Use Word's AI to Proofread Title Commitments
What This Does
Microsoft Word's Copilot AI can review a title commitment draft for inconsistencies, missing elements, grammatical errors, and formatting issues — catching the errors that tired examiners miss before the commitment goes out to attorneys and lenders.
Before You Start
- You have Microsoft 365 (Word) — Copilot requires a Microsoft 365 Personal/Family or Business subscription
- You're signed into Word (desktop app or Word Online at office.com)
- You have a title commitment draft open in Word
Steps
1. Open your title commitment in Word
- Open your title commitment draft in Microsoft Word (the full document, including Schedule A and B)
- Make sure the document is saved — Copilot works on the current document
2. Open the Copilot pane
- Look for the Copilot button in the Home tab of the ribbon (it has a colorful circle icon)
- Or click View → Copilot in the toolbar
- A chat panel opens on the right side of Word
What you should see: A Copilot chat panel with a text input field at the bottom. Troubleshooting: If you don't see Copilot, check that you have Microsoft 365 with a Copilot license, or try Word Online at office.com where Copilot features may be available.
3. Ask Copilot to review the commitment
- Click in the Copilot input field
- Type your review request — be specific. Examples:
- "Review this title commitment and flag any inconsistencies between Schedule A and Schedule B exceptions"
- "Check this document for grammatical errors and formatting inconsistencies"
- "Does Schedule A contain all required ALTA elements: effective date, policy amount, legal description, vesting, and proposed insured?"
- Press Enter
What you should see: Copilot reviews the document and lists any issues it finds, with specific locations in the document.
4. Make corrections
- Review Copilot's list of issues
- Click on any flagged location to jump to it in the document
- Make your corrections manually — Copilot identifies problems but you decide the fix
- Ask follow-up questions: "Is the legal description format in Schedule A standard ALTA format?"
Real Example
Scenario: You've drafted a commitment for a residential sale. Before sending it to the closing attorney, you want a quick quality check.
What you do: Open Copilot in Word and ask: "Review this title commitment. Check that: (1) the effective date is present, (2) Schedule B exceptions are numbered consistently, (3) no exception language is cut off mid-sentence, (4) the vesting in Schedule A matches the grantee in the most recent deed."
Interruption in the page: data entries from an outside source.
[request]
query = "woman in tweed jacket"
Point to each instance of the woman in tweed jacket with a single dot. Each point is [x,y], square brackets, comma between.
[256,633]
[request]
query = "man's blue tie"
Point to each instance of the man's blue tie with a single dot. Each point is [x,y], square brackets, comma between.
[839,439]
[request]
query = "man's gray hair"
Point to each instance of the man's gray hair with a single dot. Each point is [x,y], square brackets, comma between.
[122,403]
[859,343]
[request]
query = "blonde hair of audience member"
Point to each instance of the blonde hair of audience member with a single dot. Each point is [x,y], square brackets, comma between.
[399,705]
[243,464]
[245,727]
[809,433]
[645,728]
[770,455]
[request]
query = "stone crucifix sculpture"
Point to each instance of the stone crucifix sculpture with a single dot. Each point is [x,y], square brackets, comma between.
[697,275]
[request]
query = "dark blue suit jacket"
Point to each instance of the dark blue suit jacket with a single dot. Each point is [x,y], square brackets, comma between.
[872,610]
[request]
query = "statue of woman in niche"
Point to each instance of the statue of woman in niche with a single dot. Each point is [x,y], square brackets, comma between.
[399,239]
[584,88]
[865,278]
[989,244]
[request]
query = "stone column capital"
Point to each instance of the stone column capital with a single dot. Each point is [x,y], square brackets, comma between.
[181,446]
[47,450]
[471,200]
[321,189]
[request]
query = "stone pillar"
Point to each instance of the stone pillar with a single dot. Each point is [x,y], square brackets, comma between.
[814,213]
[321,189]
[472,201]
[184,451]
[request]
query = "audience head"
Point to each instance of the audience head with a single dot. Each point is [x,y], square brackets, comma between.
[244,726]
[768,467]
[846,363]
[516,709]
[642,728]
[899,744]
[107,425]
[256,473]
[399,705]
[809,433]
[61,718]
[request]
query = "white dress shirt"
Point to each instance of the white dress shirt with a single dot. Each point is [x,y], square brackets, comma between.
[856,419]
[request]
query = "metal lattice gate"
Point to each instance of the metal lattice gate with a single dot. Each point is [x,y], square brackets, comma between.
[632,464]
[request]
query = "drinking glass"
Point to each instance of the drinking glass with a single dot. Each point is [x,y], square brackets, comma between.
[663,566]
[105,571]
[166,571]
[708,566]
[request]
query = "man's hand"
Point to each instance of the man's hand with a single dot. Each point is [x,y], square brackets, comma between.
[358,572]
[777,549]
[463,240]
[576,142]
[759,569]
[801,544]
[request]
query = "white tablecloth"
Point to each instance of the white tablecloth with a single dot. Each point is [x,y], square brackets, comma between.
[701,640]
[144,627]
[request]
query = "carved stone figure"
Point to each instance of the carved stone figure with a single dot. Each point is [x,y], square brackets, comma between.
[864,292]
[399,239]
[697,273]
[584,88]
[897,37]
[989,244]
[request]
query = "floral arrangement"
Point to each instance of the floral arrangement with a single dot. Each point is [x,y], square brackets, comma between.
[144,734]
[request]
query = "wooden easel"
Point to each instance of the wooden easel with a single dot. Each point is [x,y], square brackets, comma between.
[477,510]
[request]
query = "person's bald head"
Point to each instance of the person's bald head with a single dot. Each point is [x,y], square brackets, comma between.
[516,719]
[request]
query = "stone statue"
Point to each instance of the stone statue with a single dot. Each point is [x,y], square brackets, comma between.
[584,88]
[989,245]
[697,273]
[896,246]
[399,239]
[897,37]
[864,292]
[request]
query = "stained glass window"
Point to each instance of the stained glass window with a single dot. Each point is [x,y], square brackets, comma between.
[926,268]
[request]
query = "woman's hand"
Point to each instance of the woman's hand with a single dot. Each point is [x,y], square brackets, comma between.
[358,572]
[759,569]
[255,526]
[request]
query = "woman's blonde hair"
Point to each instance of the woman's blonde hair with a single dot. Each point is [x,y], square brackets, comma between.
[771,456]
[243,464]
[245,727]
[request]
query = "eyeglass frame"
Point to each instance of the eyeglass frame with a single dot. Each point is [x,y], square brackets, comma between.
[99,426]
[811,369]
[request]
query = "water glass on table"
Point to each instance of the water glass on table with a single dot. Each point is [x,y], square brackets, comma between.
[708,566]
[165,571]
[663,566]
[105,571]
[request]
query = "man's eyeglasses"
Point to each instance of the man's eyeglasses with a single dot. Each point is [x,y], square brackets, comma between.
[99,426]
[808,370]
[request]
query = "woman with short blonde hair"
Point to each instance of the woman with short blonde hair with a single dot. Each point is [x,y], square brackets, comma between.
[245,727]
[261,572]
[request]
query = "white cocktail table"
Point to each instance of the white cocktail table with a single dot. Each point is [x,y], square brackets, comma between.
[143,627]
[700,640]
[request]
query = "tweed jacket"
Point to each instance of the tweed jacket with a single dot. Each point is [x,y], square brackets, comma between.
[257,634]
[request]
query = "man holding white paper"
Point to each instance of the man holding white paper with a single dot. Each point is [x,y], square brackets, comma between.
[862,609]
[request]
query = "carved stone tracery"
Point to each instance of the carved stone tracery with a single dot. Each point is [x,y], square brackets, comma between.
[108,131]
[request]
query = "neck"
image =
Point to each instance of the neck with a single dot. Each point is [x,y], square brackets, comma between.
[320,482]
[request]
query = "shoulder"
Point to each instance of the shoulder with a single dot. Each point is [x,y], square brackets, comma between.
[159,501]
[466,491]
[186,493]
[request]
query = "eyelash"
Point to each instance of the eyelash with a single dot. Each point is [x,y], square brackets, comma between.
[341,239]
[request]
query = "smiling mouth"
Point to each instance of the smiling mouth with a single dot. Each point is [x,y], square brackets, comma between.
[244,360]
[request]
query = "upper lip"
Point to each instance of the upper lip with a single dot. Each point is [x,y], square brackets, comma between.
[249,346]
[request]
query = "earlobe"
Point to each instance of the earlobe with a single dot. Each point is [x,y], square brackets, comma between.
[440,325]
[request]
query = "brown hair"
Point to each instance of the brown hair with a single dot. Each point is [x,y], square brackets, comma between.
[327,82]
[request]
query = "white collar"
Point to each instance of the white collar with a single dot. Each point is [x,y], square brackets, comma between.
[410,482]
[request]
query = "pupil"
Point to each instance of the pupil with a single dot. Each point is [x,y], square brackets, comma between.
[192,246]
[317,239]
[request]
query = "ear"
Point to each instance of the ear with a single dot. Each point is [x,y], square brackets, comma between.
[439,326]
What you get: Copilot flags that exception #4 in Schedule B is missing the recording information (book and page), and that the effective date says "TBD" instead of an actual date. Two problems caught before the attorney calls.
Tips
- Use Copilot as a final check before every commitment goes out — not a replacement for your own review
- The more specific your checklist prompt, the more useful the output — generic "proofread this" gives less actionable results
- If your firm uses templates, ask Copilot to compare the draft to the template: "Does this commitment follow the same structure as [paste template excerpt]?"
Tool interfaces change — if a button has moved, look for similar AI/magic/smart options in the same menu area.